Biographie

Deisch, Matthäus

Herkunft: Danzig
Beruf: Kupferstecher, Verleger
* 18. Juli 1724 in Augsburg
† 28. Januar 1789 in Danzig

Matthäus Deisch war als bildender Künstler in Danzig tätig, er stellte Radierungen,  Kupferstiche und  Schabkunstblätter her (Kupferstiche, die durch eine aufgerauhte Oberfläche der Kupferplatte auch weiche Tonabstufungen und -übergänge wiedergeben). Künstlerisch wohl weniger bedeutend, was seine Zeitgenossen recht drastisch zu formulieren pflegten, galt er den nachfolgenden Generationen dennoch als bedeutender Bewahrer des nahezu einmalig schönen Danziger Stadtbildes aus dem frühen 18. Jahrhundert.

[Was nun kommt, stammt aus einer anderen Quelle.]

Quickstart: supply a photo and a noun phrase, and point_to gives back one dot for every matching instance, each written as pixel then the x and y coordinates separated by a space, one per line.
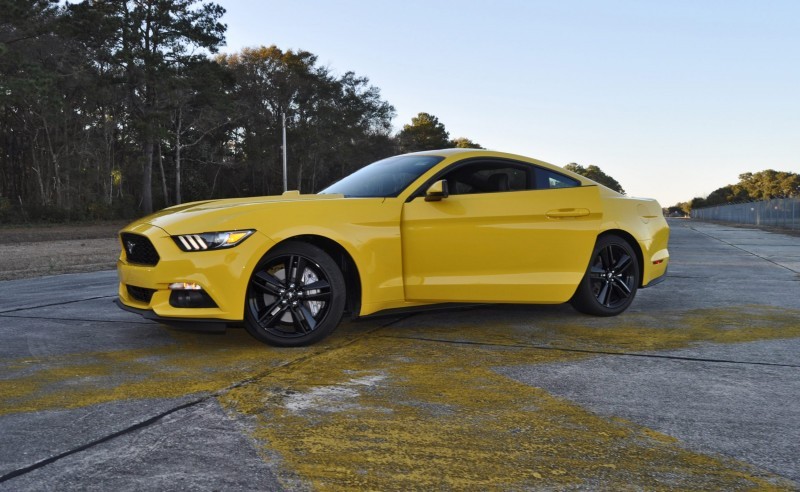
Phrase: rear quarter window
pixel 550 180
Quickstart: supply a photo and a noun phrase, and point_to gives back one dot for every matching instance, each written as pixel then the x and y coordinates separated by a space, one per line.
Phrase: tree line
pixel 116 108
pixel 752 187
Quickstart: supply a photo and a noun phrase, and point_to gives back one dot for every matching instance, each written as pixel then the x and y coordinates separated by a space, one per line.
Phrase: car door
pixel 527 242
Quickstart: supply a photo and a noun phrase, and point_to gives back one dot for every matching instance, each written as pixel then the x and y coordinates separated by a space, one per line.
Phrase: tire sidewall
pixel 334 311
pixel 584 299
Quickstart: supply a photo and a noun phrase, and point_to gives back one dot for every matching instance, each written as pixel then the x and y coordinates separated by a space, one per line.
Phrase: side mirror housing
pixel 437 191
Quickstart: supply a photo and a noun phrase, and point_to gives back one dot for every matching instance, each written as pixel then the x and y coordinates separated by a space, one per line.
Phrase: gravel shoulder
pixel 27 252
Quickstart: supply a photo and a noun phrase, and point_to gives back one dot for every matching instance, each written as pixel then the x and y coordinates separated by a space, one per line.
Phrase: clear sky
pixel 673 99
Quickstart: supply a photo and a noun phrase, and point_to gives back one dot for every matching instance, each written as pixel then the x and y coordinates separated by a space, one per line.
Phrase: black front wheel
pixel 296 296
pixel 611 280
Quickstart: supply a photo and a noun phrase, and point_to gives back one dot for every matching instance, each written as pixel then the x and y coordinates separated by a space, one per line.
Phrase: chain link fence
pixel 778 212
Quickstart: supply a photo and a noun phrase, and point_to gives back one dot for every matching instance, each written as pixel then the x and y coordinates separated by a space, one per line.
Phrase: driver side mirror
pixel 437 191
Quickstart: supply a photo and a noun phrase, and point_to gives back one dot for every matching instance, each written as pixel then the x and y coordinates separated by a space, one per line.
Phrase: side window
pixel 489 177
pixel 548 180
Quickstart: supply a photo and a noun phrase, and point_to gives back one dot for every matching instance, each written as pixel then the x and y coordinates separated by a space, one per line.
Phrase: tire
pixel 611 279
pixel 296 296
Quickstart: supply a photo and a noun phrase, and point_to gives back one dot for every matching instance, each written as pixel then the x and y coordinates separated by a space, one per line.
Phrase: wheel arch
pixel 634 244
pixel 345 262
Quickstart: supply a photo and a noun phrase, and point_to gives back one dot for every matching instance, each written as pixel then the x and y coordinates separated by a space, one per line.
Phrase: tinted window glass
pixel 385 178
pixel 487 177
pixel 546 179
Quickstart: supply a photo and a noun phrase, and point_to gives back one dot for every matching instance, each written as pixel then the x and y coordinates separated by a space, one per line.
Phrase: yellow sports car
pixel 441 226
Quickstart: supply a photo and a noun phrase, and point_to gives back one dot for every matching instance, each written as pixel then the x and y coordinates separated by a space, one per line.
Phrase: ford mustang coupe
pixel 431 227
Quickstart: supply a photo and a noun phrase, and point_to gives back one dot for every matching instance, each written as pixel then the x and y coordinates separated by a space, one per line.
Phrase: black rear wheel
pixel 611 280
pixel 296 296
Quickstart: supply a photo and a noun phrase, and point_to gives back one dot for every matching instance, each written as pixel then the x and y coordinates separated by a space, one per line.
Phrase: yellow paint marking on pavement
pixel 389 412
pixel 410 414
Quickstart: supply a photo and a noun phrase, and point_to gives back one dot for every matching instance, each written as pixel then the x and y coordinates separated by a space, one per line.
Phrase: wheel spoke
pixel 297 265
pixel 268 283
pixel 272 314
pixel 622 264
pixel 604 294
pixel 607 258
pixel 622 287
pixel 303 318
pixel 319 284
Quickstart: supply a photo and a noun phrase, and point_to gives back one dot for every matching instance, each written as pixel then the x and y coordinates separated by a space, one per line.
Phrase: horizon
pixel 673 101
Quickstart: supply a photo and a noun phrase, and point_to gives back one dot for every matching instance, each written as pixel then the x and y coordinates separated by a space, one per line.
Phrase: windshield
pixel 384 178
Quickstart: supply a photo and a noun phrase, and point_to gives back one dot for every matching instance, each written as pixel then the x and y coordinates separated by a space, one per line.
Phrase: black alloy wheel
pixel 296 296
pixel 611 281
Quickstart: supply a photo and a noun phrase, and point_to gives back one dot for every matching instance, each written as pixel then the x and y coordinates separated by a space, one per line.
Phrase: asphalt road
pixel 695 387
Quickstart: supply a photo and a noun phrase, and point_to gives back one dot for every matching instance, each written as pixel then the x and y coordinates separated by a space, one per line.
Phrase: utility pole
pixel 285 180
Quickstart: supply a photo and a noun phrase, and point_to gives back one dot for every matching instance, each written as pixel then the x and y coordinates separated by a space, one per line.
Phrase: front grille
pixel 140 294
pixel 139 249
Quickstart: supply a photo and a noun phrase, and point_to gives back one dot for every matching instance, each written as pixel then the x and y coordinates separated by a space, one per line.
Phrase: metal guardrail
pixel 778 212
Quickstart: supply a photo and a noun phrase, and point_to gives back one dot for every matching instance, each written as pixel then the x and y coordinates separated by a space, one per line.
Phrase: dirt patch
pixel 35 251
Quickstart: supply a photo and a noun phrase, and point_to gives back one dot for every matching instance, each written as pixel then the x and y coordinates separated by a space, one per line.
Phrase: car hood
pixel 227 214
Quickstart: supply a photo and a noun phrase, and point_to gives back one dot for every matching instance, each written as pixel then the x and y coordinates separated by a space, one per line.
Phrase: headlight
pixel 211 240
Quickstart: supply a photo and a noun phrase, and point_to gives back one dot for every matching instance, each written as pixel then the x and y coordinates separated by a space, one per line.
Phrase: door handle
pixel 565 213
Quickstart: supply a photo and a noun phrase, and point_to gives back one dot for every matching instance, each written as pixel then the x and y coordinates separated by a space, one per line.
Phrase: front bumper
pixel 213 325
pixel 222 274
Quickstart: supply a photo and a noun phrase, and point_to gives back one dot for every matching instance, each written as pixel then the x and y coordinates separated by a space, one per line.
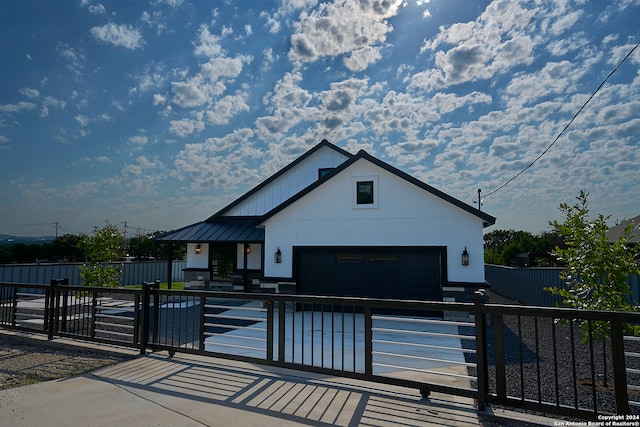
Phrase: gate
pixel 524 357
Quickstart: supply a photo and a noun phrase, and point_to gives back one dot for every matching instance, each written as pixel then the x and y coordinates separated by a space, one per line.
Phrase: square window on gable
pixel 365 192
pixel 322 172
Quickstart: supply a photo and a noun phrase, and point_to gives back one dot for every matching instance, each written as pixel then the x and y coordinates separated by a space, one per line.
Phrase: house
pixel 334 223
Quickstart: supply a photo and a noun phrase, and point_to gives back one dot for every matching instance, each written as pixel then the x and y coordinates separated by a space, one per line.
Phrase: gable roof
pixel 487 219
pixel 615 232
pixel 322 144
pixel 223 229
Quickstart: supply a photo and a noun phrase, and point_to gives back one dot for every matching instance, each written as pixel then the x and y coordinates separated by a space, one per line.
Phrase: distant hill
pixel 8 240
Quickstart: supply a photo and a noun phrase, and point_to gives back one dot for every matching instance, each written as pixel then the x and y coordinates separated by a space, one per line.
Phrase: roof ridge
pixel 321 144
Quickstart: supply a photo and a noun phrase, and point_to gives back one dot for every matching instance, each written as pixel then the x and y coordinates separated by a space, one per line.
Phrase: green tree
pixel 67 247
pixel 596 270
pixel 101 250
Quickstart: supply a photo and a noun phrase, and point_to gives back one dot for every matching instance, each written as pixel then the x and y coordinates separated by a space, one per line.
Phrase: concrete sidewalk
pixel 188 390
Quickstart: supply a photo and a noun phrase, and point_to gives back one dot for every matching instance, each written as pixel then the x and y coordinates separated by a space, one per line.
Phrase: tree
pixel 67 248
pixel 101 250
pixel 596 270
pixel 502 247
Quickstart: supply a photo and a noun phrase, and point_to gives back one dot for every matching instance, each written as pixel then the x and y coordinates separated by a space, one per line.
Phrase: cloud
pixel 343 27
pixel 73 57
pixel 210 82
pixel 95 9
pixel 184 127
pixel 29 92
pixel 207 43
pixel 83 120
pixel 138 140
pixel 18 107
pixel 118 35
pixel 220 163
pixel 226 108
pixel 51 102
pixel 502 37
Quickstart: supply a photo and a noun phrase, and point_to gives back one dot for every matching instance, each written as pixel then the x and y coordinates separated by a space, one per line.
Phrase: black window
pixel 365 192
pixel 324 171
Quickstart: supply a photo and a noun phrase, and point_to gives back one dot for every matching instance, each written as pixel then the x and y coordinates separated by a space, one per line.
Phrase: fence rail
pixel 133 273
pixel 525 357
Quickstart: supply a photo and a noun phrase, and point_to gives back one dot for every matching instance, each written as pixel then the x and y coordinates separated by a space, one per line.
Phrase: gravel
pixel 592 386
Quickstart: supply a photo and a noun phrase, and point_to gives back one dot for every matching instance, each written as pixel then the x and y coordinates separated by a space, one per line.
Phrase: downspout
pixel 246 267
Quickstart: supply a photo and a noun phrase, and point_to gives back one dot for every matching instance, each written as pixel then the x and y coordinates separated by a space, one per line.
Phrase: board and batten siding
pixel 406 215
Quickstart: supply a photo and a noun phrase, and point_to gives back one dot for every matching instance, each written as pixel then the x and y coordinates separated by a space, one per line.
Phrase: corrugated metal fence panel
pixel 133 273
pixel 526 285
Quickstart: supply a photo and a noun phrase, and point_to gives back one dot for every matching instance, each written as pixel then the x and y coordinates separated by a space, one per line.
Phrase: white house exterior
pixel 333 223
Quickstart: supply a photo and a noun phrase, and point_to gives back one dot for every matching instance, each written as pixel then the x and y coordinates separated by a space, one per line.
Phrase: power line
pixel 567 126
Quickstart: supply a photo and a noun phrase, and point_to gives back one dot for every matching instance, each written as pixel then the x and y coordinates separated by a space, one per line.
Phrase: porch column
pixel 170 266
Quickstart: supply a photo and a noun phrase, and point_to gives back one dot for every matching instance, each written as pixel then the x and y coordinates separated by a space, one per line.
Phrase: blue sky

Heute, nach Bombardement und Vertreibung, vor allem aber nach den Brandlegungen der Sieger im Anschluß an die Einnahme Danzigs im Frühjahr 1945, durch die Danzigs Innenstadt bis zu 90 % zerstört wurde, ist die Darstellung des Danziger Stadtbildes durch Deisch von unschätzbarer Bedeutung, nicht zuletzt für den Wiederaufbau nach 1945. Die zeitliche Einordnung der Abbildungen aus der Stadt Danzig – Aegidius Dickmann (1617), Reinhold Curicke (1687), Matthäus Deisch (1765 erschien das letzte Blatt), Johann Carl Schultz (1855 erschien die erste Folge) usw. – wurde in den Ostdeutschen Gedenktagen 1985 (S. 253) kurz dargestellt. Die Lebensdaten des Danziger Künstlers geben einen außerordentlich interessanten Einblick in sozialgeschichtliche Zusammenhänge der damaligen Zeit.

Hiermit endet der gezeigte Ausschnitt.